§ Mrs. Gwyneth Dunwoody (Crewe and Nantwich)On a point of order, Mr. Speaker. When you agreed on behalf of the House to the modernisation procedures, you were kind enough to say that you would protect the rights of individual Back Benchers, so that if written statements were made by Ministers you would expect them to be non-contentious in the way that they were presented. You may like to know that today, the Secretary of State for Transport has made a statement about the London underground. There are considerable economic and political reasons for that statement to be debated in the Chamber, as it includes the suggestion that the underground system will not now be handed over to Transport for London as quickly as possible. May I ask you to examine the way in which the matter has been handled, because, whatever the reasons for the decision, Members of Parliament have a right to question the Secretary of State about this contentious matter?
§ Mr. SpeakerMy priority is that Ministers should inform the House. They have a choice and they can use their judgment. They may make oral or written statements. In this case, a written statement has been made, and there has been no infringement of the rules of the House.
§ Miss Ann Widdecombe (Maidstone and The Weald)On a point of order, Mr. Speaker. I am aware that you do not have any responsibility for the content of ministerial questions, but could I ask you to direct a slight frown of disapproval towards the Home Secretary? I tabled, with due notice, 15 questions on prison overcrowding and received an answer to precisely one.
§ Mr. SpeakerI think that the right hon. Lady meant to refer to ministerial answers, not to questions. I have said before that perseverance is important in the House. She should keep annoying the Home Secretary until she gets the answer that she wants.
§ Simon Hughes (Southwark, North and Bermondsey)Further to the point of order of the right hon. Member for Maidstone and The Weald (Miss Widdecombe), Mr. Speaker. Will you consider a slightly wider issue that relates to today's business as well as the matter that the right hon. Lady raised? At the end of the last Session of Parliament, I tabled in due time a number of questions to the Home Office that were material to the matters coming up in the Bill that we are about to debate. Most of them received answers saying, "I will answer this as soon as possible", or "shortly", or "I will write to the hon. Gentleman."
I retabled the questions at the beginning of this Session. We have now had about a month of this Session, and yesterday I received a whole sheaf of answers saying, "I will write to the hon.

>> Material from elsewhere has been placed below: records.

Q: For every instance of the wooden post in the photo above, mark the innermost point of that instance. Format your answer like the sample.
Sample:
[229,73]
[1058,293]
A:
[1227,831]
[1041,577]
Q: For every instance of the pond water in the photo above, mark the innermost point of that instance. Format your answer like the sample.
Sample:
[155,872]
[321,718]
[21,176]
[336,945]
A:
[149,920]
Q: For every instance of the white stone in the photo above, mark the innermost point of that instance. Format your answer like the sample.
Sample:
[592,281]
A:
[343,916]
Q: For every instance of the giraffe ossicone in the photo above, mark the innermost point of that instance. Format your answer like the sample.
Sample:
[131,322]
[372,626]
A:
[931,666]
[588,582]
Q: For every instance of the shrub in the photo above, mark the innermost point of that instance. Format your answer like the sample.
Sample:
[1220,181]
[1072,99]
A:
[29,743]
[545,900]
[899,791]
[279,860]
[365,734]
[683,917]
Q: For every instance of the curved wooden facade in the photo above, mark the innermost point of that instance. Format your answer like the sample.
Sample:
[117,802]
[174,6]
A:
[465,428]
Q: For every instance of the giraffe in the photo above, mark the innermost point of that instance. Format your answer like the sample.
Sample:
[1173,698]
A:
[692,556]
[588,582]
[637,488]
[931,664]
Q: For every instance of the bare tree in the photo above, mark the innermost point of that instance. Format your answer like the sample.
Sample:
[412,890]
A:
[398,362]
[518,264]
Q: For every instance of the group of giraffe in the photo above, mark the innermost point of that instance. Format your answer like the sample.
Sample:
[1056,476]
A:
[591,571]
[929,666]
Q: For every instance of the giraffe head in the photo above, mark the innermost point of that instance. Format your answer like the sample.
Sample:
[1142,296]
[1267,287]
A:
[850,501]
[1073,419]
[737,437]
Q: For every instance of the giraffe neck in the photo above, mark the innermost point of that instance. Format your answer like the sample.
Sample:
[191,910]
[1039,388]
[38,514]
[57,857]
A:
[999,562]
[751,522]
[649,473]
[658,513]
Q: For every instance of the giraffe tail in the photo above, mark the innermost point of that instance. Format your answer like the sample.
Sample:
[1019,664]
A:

Gentleman shortly." The questions are all material to the issues that we shall consider in today's debate.
In addition to that, we had one week's delay in the publication of the explanatory notes to the flagship Bill of this Parliament, and we received today a written 911 statement from the Home Secretary—the item appears on the Order Paper—entitled "Responses to consultation exercise contained in the Criminal Justice White Paper". Many of us have pressed for answers and the statement tells us that answers to the consultation exercise will be published in the Library shortly.
Can you help us, Mr. Speaker? Can we do our job of scrutinising the Government if they do not give us key material until after we have debated the legislation to which it relates? That is unacceptable.
§ Mr. SpeakerI say to the hon. Gentleman—this may also help the right hon. Member for Maidstone and The Weald (Miss Widdecombe)—that the Public Administration Committee is prepared to look at any complaints from hon. Members. The hon. Gentleman may wish to take that course of action.
§ Mr. Ronnie Campbell (Blyth Valley)On a point of order, Mr. Speaker. I received a reply from a Health Minister yesterday in response to a constituent's query raised in April, seven months after the original complaint was made. Can you help Back Benchers to get Ministers and Departments to give an early reply, because it makes us look like fools?
§ Mr. SpeakerSeven months is an undue length of time. If the hon. Gentleman sends me the correspondence, I will look into the matter.